VNO-NCW en MKB-Nederland willen graag met de bonden en de overheid aan tafel over gezond werken tot aan de pensioenleeftijd. Demissionair minister Schouten heeft de werknemers- en ondernemingsorganisaties uitgenodigd voor een gesprek hierover. ‘Cruciaal is dat we met elkaar een goed en verstandig pakket maken met passende oplossingen voor werknemers met langdurig zwaar werk.’ Dat zeggen de ondernemingsorganisaties in reactie op de diverse acties vanuit de vakbeweging.
Tijdelijke regeling
In het pensioenakkoord van 2019 is een tijdelijke regeling voor vervroegde uittreding (RVU) mogelijk gemaakt voor werknemers met langdurig zwaar werk die overvallen waren door de stijging van de AOW-leeftijd.
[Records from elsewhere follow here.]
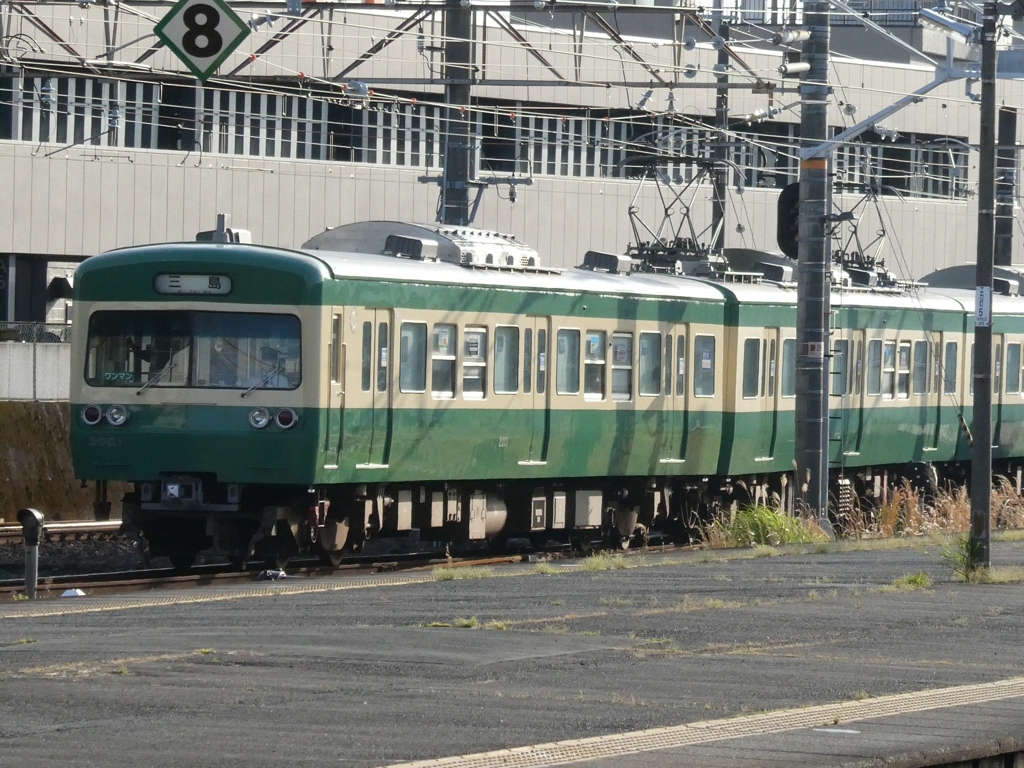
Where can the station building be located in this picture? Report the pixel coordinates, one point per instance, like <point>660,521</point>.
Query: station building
<point>337,114</point>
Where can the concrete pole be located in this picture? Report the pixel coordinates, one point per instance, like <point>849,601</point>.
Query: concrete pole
<point>814,281</point>
<point>720,176</point>
<point>1006,186</point>
<point>981,462</point>
<point>32,526</point>
<point>458,78</point>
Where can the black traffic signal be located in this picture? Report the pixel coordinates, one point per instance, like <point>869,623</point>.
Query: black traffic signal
<point>788,219</point>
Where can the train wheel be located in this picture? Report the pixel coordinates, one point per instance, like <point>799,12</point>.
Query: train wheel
<point>332,559</point>
<point>182,561</point>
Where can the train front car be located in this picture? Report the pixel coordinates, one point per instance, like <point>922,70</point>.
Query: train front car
<point>189,379</point>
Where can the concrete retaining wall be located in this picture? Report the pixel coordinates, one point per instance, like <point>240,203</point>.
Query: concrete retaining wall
<point>36,466</point>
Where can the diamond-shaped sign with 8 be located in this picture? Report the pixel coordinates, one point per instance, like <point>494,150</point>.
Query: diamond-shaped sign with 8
<point>202,34</point>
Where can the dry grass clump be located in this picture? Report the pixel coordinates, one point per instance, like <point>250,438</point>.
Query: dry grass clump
<point>905,513</point>
<point>603,561</point>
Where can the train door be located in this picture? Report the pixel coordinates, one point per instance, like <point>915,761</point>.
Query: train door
<point>376,330</point>
<point>674,356</point>
<point>933,399</point>
<point>769,393</point>
<point>852,402</point>
<point>335,431</point>
<point>996,389</point>
<point>537,340</point>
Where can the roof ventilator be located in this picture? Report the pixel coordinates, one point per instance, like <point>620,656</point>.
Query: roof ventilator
<point>411,248</point>
<point>606,262</point>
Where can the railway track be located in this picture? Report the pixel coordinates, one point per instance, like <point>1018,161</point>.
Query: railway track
<point>68,531</point>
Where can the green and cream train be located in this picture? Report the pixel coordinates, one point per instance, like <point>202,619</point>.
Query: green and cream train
<point>390,378</point>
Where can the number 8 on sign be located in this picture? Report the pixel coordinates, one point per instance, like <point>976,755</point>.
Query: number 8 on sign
<point>202,34</point>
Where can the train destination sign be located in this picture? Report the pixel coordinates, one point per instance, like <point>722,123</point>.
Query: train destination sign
<point>195,285</point>
<point>202,34</point>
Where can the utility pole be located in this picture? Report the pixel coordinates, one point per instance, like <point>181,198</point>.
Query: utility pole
<point>981,458</point>
<point>814,281</point>
<point>458,81</point>
<point>720,176</point>
<point>1006,186</point>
Deze regeling loopt eind 2025 af. De bonden waren met de ondernemingsorganisaties in gesprek over gezond werken tot aan de pensioenleeftijd, maar zijn daar in december uitgestapt. De werkgevers betreurden dat.
Juiste balans
VNO-NCW en MKB-Nederland hebben sindsdien steeds gezegd graag met de bonden en de overheid verder te willen praten over het thema gezond doorwerken tot de pensioenleeftijd. Ze wijzen er daarbij op dat een besluit over het al dan niet verlengen van de RVU primair een zaak van de politiek is. Het gaat immers om fiscale regels. ‘Het vraagstuk van gezond doorwerken tot pensioenleeftijd vraagt om de juiste balans: enerzijds passende oplossingen voor werknemers met zwaar werk die nu nog niet goed de ‘eindstreep’ kunnen halen, anderzijds voorkomen dat er een nieuwe cultuur van vroegpensioen voor alles en iedereen ontstaat. We worden steeds ouder en de AOW-leeftijd is destijds immers niet voor niets verhoogd.’
Integrale aanpak
Het vraagstuk voor gezond doorwerken tot de pensioenleeftijd vraagt volgens VNO-NCW en MKB-Nederland om een integrale aanpak: naast mogelijkheden om eerder te kunnen uittreden bij zwaar werk gaat het om maatregelen om langdurig zwaar werk zoveel mogelijk uit te bannen, en om tijdig over te schakelen naar andere werkzaamheden. In het pensioenakkoord zijn ook diverse andere afspraken gemaakt voor meer flexibiliteit in het moment van pensionering, zoals de inzet van toeslagen voor extra pensioenopbouw, een ruimer kader voor verlofsparen, en de verruiming van het fiscale kader voor pensioensparen.